- U.S. theatrical release poster
- Traditional Chinese: 天皇巨星
- Simplified Chinese: 天皇巨星
- Directed by: Tso Nam Lee
- Written by: Hsin Yee Chang
- Produced by: Wong Fung
- Starring: Bruce Li
- Cinematography: Yip Cheng-Biu
- Edited by: Chiu Kuei Huang
- Music by: Fu Liang Chou
- Production company: Hong Kong Alpha Motion Picture Company
- Distributed by: Dimension Pictures
- Release date: 1976;
- Running time: 84 minutes
- Countries: Hong Kong Taiwan
- Language: Mandarin
- Box office: $1,455,235

= Exit the Dragon, Enter the Tiger =

1976 Hong Kong film by Tso Nam Lee

Exit the Dragon, Enter the Tiger (Chinese title: 天皇巨星; Cantonese: Tian huang ju xing), also released as Bruce Lee: The Star of Stars, is a 1976 Bruceploitation film starring Bruce Li. The title is a play on the Bruce Lee film Enter the Dragon and is one of the most well-known films in the Bruceploitation genre.

==Plot==
The film tells the story of David "The Tiger" Lee, who was a student, protégé and successor of Bruce "The Dragon" Lee. "The Tiger" comes to Hong Kong in search of answers regarding the mysterious death of his shih-fu "The Dragon".

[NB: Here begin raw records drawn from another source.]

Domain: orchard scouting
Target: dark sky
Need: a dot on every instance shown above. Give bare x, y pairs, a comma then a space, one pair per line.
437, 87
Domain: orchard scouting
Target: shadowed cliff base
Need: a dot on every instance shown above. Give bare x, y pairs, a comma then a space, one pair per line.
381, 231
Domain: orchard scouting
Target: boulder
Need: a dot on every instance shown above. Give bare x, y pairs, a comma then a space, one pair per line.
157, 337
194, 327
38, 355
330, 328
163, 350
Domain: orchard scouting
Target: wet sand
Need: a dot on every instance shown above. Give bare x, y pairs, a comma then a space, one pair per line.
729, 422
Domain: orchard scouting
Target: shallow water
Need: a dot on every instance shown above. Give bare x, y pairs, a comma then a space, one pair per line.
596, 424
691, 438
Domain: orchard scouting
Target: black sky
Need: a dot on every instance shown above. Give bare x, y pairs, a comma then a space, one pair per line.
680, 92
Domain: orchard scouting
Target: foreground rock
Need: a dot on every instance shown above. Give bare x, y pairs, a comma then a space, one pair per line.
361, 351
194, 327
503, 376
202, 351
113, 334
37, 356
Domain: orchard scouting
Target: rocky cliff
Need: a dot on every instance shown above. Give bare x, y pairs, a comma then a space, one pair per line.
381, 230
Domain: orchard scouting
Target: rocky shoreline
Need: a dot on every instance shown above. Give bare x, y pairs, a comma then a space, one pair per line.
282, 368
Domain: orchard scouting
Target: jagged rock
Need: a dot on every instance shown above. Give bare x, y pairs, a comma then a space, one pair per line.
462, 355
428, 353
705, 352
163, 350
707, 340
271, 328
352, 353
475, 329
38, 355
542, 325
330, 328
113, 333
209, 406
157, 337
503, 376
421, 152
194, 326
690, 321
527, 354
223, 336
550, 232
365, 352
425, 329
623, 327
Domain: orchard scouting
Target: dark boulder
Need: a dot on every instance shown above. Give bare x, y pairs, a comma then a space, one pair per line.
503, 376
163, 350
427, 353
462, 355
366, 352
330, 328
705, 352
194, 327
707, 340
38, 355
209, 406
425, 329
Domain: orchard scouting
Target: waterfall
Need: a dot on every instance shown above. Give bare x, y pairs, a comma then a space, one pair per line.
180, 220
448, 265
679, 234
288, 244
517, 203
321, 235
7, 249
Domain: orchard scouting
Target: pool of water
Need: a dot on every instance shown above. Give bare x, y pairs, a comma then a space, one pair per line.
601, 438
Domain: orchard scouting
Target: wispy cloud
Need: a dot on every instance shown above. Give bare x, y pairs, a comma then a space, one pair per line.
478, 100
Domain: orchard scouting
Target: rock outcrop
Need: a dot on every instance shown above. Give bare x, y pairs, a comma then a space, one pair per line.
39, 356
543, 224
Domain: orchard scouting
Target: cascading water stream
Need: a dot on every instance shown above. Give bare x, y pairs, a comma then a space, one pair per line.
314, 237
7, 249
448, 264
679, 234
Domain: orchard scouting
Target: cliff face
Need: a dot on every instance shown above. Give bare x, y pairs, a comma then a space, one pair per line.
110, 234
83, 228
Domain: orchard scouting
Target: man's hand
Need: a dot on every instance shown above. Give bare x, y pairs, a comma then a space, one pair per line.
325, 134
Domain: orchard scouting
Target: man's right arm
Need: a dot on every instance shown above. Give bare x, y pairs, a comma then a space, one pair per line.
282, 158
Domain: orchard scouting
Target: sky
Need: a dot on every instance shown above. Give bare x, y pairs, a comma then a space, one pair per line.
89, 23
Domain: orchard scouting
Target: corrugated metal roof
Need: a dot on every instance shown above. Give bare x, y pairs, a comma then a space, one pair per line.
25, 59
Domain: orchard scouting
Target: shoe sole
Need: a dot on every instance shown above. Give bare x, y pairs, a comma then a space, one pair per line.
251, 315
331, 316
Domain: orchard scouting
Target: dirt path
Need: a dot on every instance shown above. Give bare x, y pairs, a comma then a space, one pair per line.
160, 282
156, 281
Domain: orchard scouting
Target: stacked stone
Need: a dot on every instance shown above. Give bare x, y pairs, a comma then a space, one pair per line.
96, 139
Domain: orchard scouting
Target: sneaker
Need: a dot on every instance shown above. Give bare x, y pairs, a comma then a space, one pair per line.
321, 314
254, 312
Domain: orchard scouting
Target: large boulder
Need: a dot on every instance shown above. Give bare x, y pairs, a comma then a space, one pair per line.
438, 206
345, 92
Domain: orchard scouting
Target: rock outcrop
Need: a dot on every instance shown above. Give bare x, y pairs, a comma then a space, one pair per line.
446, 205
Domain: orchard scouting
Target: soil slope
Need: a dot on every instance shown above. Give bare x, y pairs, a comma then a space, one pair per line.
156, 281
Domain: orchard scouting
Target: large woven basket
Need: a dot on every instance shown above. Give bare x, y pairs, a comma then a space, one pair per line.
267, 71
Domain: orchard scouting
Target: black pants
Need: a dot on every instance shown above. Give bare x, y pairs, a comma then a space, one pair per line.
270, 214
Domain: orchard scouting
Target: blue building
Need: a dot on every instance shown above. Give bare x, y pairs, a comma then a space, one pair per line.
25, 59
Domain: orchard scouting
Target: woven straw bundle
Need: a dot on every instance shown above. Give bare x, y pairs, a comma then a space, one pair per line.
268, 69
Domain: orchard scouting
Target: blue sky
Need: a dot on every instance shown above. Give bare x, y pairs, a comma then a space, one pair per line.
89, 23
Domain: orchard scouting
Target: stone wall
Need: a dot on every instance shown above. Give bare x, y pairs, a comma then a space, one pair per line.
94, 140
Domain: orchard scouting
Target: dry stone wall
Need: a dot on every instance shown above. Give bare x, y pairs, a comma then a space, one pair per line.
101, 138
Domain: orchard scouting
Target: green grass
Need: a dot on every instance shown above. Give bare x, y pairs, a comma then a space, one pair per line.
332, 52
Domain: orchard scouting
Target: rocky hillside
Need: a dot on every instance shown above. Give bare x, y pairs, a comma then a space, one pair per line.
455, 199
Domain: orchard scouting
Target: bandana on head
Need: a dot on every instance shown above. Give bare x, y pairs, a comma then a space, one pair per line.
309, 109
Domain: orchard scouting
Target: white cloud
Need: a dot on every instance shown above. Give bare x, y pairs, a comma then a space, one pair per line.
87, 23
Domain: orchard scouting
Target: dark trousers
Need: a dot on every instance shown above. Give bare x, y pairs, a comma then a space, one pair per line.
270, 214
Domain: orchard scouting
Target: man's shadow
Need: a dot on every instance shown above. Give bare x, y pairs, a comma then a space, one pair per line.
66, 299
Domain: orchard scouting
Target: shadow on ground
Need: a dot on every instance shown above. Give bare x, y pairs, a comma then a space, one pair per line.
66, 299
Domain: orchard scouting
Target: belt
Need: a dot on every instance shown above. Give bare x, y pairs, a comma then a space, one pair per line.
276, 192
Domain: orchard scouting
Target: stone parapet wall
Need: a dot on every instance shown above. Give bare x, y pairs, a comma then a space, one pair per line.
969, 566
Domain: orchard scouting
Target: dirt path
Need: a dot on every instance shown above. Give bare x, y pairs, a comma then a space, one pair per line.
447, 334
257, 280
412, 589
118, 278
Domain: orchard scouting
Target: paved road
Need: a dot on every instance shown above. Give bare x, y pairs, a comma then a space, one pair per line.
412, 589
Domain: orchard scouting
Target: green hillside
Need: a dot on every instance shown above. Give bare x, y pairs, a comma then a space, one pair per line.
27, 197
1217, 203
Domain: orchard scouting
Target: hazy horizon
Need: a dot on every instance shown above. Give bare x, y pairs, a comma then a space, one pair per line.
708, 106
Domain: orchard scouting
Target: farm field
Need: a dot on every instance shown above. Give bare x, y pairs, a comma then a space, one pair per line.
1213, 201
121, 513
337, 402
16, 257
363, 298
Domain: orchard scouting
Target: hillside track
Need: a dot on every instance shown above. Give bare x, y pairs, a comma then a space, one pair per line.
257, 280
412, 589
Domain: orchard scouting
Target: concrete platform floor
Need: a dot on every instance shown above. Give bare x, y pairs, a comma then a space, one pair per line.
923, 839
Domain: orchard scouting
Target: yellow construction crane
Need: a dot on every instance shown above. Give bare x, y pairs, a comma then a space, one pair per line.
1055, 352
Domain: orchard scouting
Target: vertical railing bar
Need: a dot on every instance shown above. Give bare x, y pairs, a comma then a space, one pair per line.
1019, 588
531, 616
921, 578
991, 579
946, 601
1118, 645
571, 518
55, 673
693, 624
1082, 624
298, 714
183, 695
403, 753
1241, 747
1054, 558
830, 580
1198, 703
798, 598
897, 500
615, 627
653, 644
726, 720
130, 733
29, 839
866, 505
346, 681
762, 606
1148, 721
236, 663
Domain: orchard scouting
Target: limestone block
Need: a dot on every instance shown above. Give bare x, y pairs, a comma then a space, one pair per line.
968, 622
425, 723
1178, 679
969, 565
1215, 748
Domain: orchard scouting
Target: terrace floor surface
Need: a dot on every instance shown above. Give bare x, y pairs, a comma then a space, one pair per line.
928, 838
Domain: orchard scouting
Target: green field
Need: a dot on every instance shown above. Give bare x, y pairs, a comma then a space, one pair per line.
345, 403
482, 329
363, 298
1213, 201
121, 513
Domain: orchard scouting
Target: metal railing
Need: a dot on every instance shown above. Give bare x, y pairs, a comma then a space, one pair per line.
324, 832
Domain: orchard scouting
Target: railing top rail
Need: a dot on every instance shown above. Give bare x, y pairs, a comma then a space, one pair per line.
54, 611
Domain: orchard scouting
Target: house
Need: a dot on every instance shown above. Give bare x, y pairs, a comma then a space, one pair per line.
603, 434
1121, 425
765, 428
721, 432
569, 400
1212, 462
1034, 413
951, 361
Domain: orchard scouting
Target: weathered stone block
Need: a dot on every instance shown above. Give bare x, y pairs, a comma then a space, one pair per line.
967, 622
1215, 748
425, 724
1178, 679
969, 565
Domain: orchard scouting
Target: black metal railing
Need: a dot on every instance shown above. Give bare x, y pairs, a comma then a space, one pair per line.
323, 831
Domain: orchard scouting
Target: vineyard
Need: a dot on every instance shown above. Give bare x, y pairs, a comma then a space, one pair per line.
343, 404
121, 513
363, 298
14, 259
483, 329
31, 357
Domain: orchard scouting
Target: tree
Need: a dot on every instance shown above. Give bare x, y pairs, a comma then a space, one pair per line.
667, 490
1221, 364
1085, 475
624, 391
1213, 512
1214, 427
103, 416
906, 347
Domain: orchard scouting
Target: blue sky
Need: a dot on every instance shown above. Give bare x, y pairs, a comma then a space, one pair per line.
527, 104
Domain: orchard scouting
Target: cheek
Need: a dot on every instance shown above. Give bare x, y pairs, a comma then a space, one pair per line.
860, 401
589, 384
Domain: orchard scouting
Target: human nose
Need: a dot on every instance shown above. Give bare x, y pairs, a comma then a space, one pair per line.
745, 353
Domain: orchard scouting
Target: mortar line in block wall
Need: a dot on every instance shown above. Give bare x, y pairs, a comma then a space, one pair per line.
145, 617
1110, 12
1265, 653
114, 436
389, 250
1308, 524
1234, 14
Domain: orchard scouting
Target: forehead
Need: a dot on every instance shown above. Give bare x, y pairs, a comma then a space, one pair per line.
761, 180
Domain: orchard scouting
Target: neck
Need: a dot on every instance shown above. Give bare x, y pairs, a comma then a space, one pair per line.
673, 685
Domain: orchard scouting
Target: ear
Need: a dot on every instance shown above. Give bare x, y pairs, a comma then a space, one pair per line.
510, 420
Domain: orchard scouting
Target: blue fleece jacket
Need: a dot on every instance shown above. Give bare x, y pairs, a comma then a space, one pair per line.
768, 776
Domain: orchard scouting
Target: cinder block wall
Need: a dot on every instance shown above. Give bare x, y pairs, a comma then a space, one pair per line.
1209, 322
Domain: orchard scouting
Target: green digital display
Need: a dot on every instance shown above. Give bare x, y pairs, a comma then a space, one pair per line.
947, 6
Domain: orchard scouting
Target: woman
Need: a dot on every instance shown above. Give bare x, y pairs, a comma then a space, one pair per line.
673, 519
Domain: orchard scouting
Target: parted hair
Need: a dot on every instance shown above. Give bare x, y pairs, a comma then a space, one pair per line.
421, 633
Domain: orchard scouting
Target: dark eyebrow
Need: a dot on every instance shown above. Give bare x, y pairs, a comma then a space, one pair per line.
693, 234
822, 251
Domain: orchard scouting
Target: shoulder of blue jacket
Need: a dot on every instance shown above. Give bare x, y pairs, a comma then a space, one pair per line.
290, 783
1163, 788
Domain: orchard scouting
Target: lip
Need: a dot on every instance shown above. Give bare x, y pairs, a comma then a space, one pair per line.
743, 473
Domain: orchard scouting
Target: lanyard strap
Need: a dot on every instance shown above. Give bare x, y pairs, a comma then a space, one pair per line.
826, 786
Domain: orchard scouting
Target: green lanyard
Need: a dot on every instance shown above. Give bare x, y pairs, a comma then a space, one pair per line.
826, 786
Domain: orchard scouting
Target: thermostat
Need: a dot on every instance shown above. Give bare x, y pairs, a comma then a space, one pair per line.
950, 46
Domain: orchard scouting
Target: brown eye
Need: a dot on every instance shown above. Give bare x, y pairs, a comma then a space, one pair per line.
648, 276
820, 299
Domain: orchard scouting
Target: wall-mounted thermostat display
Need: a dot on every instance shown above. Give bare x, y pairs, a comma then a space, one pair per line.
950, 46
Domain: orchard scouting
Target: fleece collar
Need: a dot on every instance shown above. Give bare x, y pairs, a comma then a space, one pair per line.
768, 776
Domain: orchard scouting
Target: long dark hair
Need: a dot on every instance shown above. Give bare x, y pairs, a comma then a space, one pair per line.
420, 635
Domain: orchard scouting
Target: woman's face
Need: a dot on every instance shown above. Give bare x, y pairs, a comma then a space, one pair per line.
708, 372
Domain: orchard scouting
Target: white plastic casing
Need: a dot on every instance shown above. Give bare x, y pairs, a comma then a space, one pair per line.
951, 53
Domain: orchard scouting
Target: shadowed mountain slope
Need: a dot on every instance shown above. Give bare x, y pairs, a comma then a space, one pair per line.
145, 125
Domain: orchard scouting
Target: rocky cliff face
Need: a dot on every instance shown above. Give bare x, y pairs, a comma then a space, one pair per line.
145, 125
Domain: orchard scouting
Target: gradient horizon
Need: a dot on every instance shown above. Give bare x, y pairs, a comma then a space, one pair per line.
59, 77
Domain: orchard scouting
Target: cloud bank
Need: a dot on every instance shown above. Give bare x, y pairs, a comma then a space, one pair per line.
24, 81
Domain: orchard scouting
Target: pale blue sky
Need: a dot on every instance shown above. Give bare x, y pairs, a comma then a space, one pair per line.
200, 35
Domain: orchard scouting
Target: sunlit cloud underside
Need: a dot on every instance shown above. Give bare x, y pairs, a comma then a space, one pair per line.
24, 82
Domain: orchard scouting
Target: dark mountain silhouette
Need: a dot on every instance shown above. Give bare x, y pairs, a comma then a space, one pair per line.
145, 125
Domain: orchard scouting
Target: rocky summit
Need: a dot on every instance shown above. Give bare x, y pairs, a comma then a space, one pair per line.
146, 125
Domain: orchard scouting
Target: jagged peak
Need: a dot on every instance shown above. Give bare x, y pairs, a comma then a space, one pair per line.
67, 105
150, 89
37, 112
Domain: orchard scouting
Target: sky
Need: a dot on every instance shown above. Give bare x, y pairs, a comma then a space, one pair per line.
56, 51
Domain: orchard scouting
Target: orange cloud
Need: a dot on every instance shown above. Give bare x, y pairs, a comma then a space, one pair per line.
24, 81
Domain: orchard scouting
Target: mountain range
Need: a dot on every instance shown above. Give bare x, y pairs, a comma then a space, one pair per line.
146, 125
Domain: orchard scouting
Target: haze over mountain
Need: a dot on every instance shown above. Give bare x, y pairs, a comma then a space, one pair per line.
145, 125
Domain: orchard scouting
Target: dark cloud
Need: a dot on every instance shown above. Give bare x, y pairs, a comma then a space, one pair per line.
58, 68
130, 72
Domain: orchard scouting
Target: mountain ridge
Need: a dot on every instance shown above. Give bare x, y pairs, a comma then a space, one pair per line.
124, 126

The character Susie Yung represents Betty Ting Pei, whom "The Tiger" teams up with as they both take on "The Baron", the head of the Hong Kong mafia, in search of the truth regarding the death of the late martial arts legend "The Dragon".

==Cast==
===Main roles===
- Bruce Li as David "The Tiger" Lee
- Yi Chang as "The Baron"
- Chang Sing Yee as Susie Yung

===Supporting roles===
- Ko Hsiao Pao as HKPD Officer Ko Hsiao Pao
- Lung Fei
- Shan Mao as Sam
- Chin Kang as Wa
- An Ping as George

===Guest roles===
- Ma Chiang
- Chen Shen Lin as Thug #1
- Lin Chong as Thug #2
- Hsiao Min Hsiung as Thug #3
- Lee Fat Yuen as Extra #1
- Cheng Fu Hung as Huge thug
- Wang Fei as Chiu's man
- Chi Fu Chiang as Baron's bodyguard
- Yen-Chen Cheng as Singaporean karate champ
- Bruce Lee as Himself (archive footage)
- Bolo Yeung as Himself (archive footage)

==Production==
===Music===
The film's music was composed by Fu Liang Chou under the name of Chow Fook-Leung. Similar to other film scores by Fu Liang Chou, excerpts from popular music of that time can be heard interpolated in the score. These excerpts include pieces of John Barry's 1974 score to The Man with the Golden Gun, Pink Floyd's "Shine On You Crazy Diamond", and Isaac Hayes' theme to Three Tough Guys, among others.

==Sequel==

In 1978 a sequel was released titled Return of the Tiger. Li returned as a different character and the film co-starred Angela Mao.